Phantom – The American Musical (1993)

Hmmm. OK.

Regular readers will know I have a bit of a blind spot when it comes to Maury Yeston musicals. They just don’t suit me, let’s put it like that. He can definitely write nice music, but I’m not convinced that he can write a gripping musical. This is his version of the Phantom story, and it’s… okay….

The back-story to why there are two Phantoms is on Wikipedia, but if you want a summary: Yeston and a friend started work on it, with the aid of the rights to the original book, in 1983, but unfortunately for Yeston, books come out of copyright earlier in the UK (don’t get me started on this), enabling Andrew Lloyd Webber to develop his version for free as long as he didn’t go to Broadway with it. Of course, once the copyright lapsed in the US as well, Webber had a full version to hand, and Yeston lost his backers. However, it’s a sufficiently different take (significantly less bombastic for one thing) and although it’s never been on Broadway, it’s been staged all around, even to the point of having Kristin Chenoweth play Christine.

The story being told seems to be really small-scale. Christine is a street singer whose voice earns her a recommendation to the opera. She takes the lead part from Carlotta (suck it, Carlotta) and starts getting singing lessons from the mysterious Erik, the Phantom, who has been protected by the opera manager, Carriere, until the latter loses his position. It turns out that Carriere is Erik’s father. The police show up, Erik begs his father for help, and Carriere shoots him dead. (End of another fucking happy and uplifting story ;-) I can’t think why people stay home and watch sitcoms…)

“Alright, I know the plot – how is it musically, Panda?” Well, it’s… old-fashioned. It’s even got an entr’acte. Of the songs, I liked “This Place Is Mine”, Carlotta’s rant about entitlement, and “The Music Lessons”, just because it’s kinda cute hearing a singing lesson. (See also that one song set to a piano lesson in “The Music Man”.)

However, as part of a new policy to give shows more of a chance to impress me, I listened to the whole score twice, and most of the other songs went straight through my ears and disappeared down a black hole both times. For example, I’m listening again to “My Mother Bore Me” (a bad title to start with, practically inviting a killer putdown) and yep, it’s realllllly tedious. It might be intended as a pastiche of European classical song, but if so, it’s too good. It sounds like it would be the most horribly boring song to sing. And it’s not the only one. There are some songs here which sound like marathons. Specifically, the last part of a marathon, where everyone’s exhausted and going slowly and can only just reach the end. (One of the reasons “This Place Is Mine” stands out is that it doesn’t sound like everyone is on valium.)
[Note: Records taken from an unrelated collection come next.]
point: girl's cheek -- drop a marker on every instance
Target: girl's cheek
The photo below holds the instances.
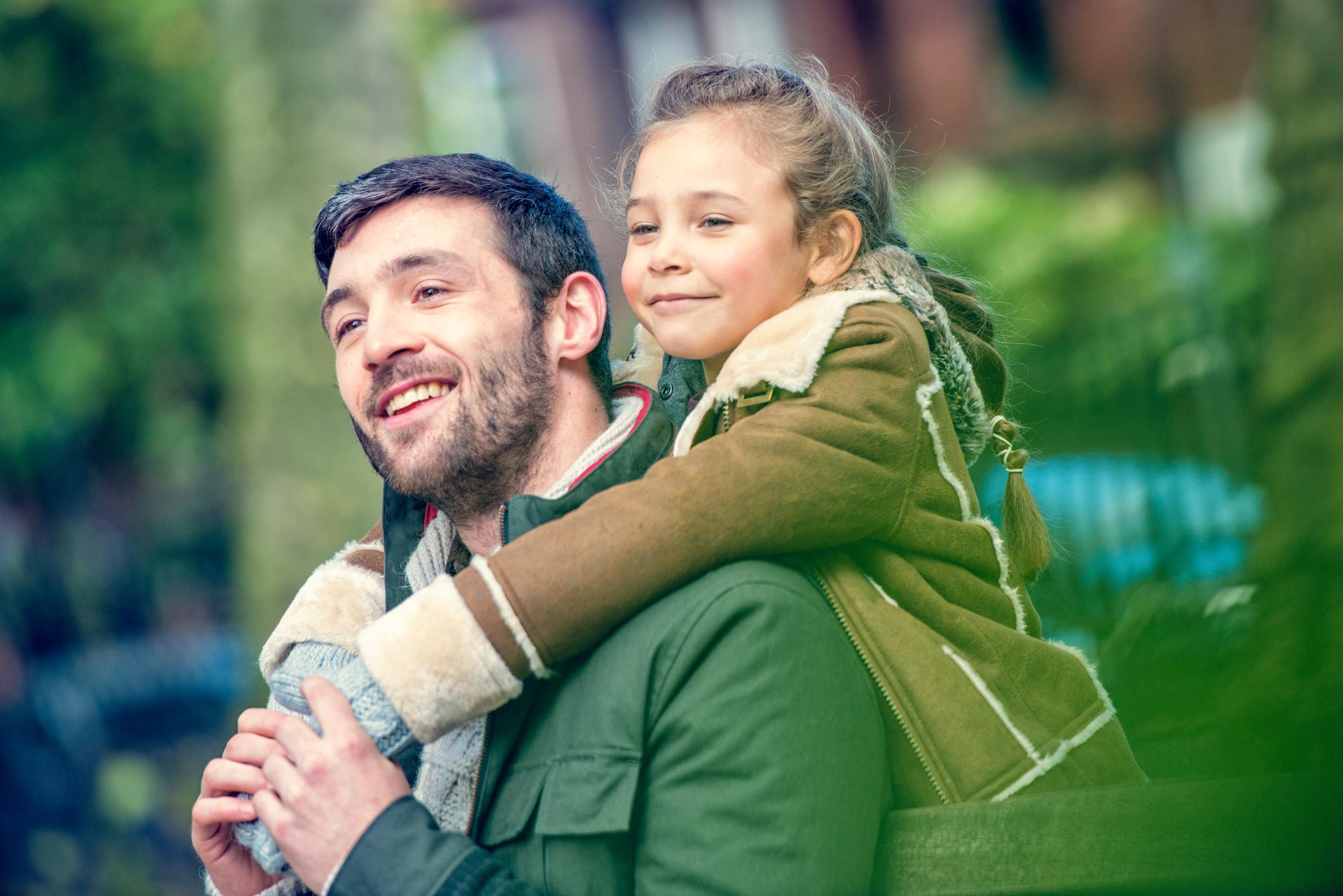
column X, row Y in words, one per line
column 630, row 281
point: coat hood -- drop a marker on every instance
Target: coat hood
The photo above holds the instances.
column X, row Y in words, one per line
column 786, row 350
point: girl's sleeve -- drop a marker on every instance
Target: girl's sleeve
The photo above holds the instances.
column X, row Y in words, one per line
column 819, row 469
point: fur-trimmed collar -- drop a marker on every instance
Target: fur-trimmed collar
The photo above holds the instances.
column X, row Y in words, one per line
column 786, row 350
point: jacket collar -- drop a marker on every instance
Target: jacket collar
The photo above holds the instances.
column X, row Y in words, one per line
column 786, row 350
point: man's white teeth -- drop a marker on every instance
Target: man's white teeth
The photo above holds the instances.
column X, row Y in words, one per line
column 416, row 394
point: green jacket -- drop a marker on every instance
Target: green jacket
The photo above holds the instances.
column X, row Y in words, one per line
column 727, row 739
column 836, row 437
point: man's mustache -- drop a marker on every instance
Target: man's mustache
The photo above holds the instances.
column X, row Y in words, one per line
column 389, row 376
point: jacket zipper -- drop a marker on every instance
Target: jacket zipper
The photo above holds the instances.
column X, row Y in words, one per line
column 485, row 738
column 872, row 672
column 727, row 416
column 476, row 779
There’s also the extremely old-school fact that of the seventeen tracks, eleven belong to the first act and only six (including that entr’acte) to the second. I sense massive amounts of scripty plot-dumping…

This doesn’t seem like an actively bad show, but I can totally see why the Webber version dominates the hell out of it commercially, and I’ll be spinning up that version tomorrow to check what I think of it (I saw it live a long time ago).

In the meantime, Random Panda awards this show five out of ten pieces of bamboo. Sorry, Maury.